There are various backup software available for Linux system. One of the most powerful backup software is rsnapshot. Rsnapshot is a filesystem backup utility based on rsync. Its a command line backup tool and there is no GUI for rsnapshot. Here I will show you how to perform backup on Manjaro using rsnapshot. For a complete information, please visit the official website of rsnapshot at: https://wiki.archlinux.org/index.php/Rsnapshot
First, we need to install rsnapshot. Open Terminal and type the following command:
sudo pacman -S rsnapshot
Output:
manjaro@manjaro ~]$ sudo pacman -S rsnapshot
resolving dependencies...
looking for conflicting packages...

Packages (2) perl-lchown-1.01-5  rsnapshot-1.4.2-2

Total Download Size:   0.08 MiB
Total Installed Size:  0.30 MiB

:: Proceed with installation? [Y/n] y
:: Retrieving packages...
 perl-lchown-1.01-5-x86_64                               8.4 KiB  0.00B/s 00:00 [##############################################] 100%
 rsnapshot-1.4.2-2-any                                  71.1 KiB  64.7K/s 00:01 [##############################################] 100%
(2/2) checking keys in keyring                                                  [##############################################] 100%
(2/2) checking package integrity                                                [##############################################] 100%
(2/2) loading package files                                                     [##############################################] 100%
(2/2) checking for file conflicts                                               [##############################################] 100%
(2/2) checking available disk space                                             [##############################################] 100%
:: Processing package changes...
(1/2) installing perl-lchown                                                    [##############################################] 100%
(2/2) installing rsnapshot                                                      [##############################################] 100%
:: Running post-transaction hooks...
(1/1) Arming ConditionNeedsUpdate...
Now we need to configure rsnapshot. Still in Terminal, edit the file /etc/rsnapshot.conf using your favorite text editor such as nano. 
sudo nano /etc/rsnapshot.conf
There are several items we need to configure. 

1. Snapshot location

Find the following line inside the conf file.
snapshot_root   /.snapshots/
Now change it to the new location if you want. All snapshot/backups will be saved on this directory. For example:
snapshot_root   /rsnapshot/backup/
Now we create the new directory for the snapshot
sudo mkdir -p /rsnapsot/backup

2. Backup Level/Interval configuration

Now we need to specify the interval of the backup. The backup can be configured to be executed in hourly, daily, weekly etc. Find the Backup Level/Interval Section as follow:

You may change the alpha, beta items to something else such as hourly, daily, weekly. But keep in mind, it must be in ascending order. For more info about retain backup, read it here: https://wiki.archlinux.org/index.php/Rsnapshot#Retain_Previous_Backups.

3. Backup Points

Now, we move to the last part. This section will configure what or which folders to backup using rsnapshot.
On this section we can add or remove backup points. By default, you can see that rsnapshot will backup your /home, /etc/ and /usr/local/ directories.You can either add or edit this entries. For example, I add other directories to be included.
Please keep in mind, that we must use Tab instead of Space to separate those entries above. Also, do not forget to add 'slash' ("/") to the end of each directory.
Rsnapshot also works for remote files as well. I will discuss more about how to backup remote files using rsnapshot next time. 
Now save and close the config file. At this point, we are ready to use rsnapshot. Lets test it first. Use configtest option to test our configuration file.
sudo rsnapshot configtest
It should returned Syntax OK if all the configuration are well.
[manjaro@manjaro ~]$ sudo rsnapshot configtest
Syntax OK
Now we can use this command to execute the actual backup
sudo rsnapshot alpha
For further and advanced use, we can create a crontab to run rsnapshot automatically on a specific time. Please stay tuned on this blog, I will demonstrate how to automate rsnapshot via crontab.

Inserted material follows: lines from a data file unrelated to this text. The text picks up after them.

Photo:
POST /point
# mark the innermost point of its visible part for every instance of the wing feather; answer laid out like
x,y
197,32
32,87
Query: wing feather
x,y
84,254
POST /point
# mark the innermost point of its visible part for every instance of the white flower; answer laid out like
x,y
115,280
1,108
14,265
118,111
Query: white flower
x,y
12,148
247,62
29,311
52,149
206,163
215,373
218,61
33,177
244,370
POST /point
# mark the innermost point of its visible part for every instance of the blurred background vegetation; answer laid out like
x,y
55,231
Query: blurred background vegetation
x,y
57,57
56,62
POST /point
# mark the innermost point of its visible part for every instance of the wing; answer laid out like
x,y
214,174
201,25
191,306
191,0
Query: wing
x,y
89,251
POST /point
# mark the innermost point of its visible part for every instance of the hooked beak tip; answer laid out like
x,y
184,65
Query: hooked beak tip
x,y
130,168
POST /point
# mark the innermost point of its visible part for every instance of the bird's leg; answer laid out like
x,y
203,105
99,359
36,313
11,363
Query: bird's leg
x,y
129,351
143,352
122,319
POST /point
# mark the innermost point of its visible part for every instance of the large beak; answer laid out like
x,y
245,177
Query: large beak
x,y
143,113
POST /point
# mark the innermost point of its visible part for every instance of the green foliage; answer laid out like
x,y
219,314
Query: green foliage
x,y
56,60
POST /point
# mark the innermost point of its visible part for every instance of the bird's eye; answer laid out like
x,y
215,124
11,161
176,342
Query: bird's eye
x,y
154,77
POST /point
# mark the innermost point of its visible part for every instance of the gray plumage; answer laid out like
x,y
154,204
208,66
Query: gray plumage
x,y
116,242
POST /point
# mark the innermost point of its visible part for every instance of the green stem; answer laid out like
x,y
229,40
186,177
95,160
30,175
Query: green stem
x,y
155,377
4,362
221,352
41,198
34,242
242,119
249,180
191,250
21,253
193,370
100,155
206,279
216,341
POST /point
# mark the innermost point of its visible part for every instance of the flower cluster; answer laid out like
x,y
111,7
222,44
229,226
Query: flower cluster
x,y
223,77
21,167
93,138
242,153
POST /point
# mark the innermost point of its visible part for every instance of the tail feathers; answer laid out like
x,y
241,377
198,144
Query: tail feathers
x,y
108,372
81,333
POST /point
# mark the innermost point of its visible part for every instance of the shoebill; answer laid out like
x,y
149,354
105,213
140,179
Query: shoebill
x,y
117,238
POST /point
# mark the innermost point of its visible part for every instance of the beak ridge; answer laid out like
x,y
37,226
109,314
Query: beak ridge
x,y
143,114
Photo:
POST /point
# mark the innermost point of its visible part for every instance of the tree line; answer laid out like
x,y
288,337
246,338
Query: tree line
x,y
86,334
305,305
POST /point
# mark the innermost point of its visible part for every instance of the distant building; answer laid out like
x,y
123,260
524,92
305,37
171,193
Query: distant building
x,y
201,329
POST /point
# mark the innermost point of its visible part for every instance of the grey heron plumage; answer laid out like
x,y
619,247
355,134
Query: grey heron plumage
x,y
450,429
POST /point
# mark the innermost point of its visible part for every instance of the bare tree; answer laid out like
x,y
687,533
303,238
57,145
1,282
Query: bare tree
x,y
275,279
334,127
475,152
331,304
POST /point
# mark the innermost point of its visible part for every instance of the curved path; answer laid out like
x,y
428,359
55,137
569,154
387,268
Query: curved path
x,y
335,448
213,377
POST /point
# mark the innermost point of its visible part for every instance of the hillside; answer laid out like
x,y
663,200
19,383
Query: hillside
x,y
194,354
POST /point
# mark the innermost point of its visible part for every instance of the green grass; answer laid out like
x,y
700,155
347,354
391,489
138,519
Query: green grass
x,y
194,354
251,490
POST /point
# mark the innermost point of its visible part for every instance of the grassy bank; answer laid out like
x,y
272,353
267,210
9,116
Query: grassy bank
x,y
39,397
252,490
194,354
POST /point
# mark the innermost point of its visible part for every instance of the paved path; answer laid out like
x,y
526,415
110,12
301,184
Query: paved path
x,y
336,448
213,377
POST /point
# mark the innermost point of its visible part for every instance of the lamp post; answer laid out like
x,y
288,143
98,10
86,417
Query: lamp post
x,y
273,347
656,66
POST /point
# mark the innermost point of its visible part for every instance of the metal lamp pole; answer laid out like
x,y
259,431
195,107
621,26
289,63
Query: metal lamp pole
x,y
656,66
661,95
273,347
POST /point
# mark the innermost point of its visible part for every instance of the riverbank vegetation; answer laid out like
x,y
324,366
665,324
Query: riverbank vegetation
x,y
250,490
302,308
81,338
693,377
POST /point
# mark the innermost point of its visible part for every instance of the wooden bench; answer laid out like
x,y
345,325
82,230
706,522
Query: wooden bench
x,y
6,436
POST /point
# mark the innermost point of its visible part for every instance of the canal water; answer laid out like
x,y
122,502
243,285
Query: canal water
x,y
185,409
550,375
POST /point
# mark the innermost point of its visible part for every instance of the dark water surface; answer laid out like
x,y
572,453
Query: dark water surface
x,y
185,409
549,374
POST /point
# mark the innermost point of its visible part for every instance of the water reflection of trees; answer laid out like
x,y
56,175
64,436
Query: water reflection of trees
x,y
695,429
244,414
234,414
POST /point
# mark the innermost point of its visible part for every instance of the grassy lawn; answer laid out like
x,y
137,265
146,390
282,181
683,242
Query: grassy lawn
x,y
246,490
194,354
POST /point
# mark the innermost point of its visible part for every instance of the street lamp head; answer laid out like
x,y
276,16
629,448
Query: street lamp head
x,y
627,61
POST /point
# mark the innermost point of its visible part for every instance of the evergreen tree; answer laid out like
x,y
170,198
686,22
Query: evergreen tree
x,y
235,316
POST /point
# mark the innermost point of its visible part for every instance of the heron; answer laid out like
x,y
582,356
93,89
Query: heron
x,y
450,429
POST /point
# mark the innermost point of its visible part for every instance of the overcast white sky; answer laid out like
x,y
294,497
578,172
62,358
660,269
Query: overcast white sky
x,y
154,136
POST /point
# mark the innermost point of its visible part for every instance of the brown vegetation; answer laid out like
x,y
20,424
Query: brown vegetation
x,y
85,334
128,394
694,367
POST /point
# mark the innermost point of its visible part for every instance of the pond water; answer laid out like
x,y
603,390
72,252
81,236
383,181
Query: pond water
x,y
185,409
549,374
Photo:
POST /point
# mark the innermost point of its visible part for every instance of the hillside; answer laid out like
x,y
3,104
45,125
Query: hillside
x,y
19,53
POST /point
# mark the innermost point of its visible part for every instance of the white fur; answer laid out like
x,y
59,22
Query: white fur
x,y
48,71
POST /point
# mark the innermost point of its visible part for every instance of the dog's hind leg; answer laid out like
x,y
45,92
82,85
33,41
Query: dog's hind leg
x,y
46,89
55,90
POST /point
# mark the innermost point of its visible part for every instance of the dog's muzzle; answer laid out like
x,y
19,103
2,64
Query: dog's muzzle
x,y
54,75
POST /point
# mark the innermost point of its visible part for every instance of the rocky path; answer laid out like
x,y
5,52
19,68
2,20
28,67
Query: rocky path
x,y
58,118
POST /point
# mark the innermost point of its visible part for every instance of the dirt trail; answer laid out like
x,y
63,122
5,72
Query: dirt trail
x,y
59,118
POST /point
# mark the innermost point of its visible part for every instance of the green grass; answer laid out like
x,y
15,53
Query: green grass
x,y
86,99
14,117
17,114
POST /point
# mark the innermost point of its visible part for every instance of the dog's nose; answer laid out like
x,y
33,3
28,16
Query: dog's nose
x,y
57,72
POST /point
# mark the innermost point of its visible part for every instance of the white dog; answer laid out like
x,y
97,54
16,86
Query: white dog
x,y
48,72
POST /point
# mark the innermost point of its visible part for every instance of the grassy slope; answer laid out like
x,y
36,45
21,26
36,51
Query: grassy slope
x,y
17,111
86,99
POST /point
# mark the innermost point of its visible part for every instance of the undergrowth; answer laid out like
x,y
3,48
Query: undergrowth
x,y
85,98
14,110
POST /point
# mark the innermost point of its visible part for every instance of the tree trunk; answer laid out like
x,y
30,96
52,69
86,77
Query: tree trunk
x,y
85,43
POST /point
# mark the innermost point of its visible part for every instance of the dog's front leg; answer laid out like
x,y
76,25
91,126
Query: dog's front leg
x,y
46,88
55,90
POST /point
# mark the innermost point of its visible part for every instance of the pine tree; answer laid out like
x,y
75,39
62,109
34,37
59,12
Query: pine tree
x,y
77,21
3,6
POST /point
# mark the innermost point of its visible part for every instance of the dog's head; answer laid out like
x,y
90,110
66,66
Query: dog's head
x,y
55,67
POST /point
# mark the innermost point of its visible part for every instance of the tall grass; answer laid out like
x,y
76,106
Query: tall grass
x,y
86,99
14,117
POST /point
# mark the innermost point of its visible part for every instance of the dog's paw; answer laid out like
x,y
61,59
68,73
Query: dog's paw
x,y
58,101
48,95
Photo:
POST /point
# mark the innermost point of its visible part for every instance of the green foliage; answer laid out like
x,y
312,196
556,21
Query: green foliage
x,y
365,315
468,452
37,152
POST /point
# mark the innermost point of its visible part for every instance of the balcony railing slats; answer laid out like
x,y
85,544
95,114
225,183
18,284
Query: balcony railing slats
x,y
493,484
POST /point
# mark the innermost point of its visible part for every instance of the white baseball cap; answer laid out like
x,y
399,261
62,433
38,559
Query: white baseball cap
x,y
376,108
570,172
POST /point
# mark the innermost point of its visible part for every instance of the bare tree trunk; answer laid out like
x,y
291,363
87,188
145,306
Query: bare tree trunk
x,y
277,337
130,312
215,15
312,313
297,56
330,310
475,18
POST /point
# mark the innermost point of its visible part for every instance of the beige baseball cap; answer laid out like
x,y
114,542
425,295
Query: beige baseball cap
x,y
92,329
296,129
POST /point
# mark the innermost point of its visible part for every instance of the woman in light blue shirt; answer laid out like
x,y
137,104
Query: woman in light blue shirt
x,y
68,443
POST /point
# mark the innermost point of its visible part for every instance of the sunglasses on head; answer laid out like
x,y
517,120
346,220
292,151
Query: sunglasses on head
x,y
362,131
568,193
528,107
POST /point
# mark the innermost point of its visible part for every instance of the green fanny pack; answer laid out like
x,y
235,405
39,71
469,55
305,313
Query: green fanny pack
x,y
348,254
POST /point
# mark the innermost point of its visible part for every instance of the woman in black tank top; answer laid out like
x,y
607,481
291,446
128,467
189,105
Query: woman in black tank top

Virtualbox 5.1.16 is released, install it on Manjaro 17.0

The new version of Oracle Virtualbox 5.1.16 has been released a while a go. Here I will show you how to install this latest Virtualbox 5.1.16 on Manjaro 17.0. Virtualbox is a free virtualization software for Linux and Windows operating system. You can run multiple operating systems on a single host using Virtualbox. 

Virtualbox package is available via Manjaro repository. So, installing it wont be a problem. We can use either Pamac GUI and also Terminal console to install it. 

Option 1. Install via Pamac GUI

Open Pamac Software Manager and type "virtualbox" on the search box. You should see virtualbox package listed there. 
Right click on virtualbox and click Install. You will see the following window appear
Simply click OK and the press Commit button to confirm the installation. 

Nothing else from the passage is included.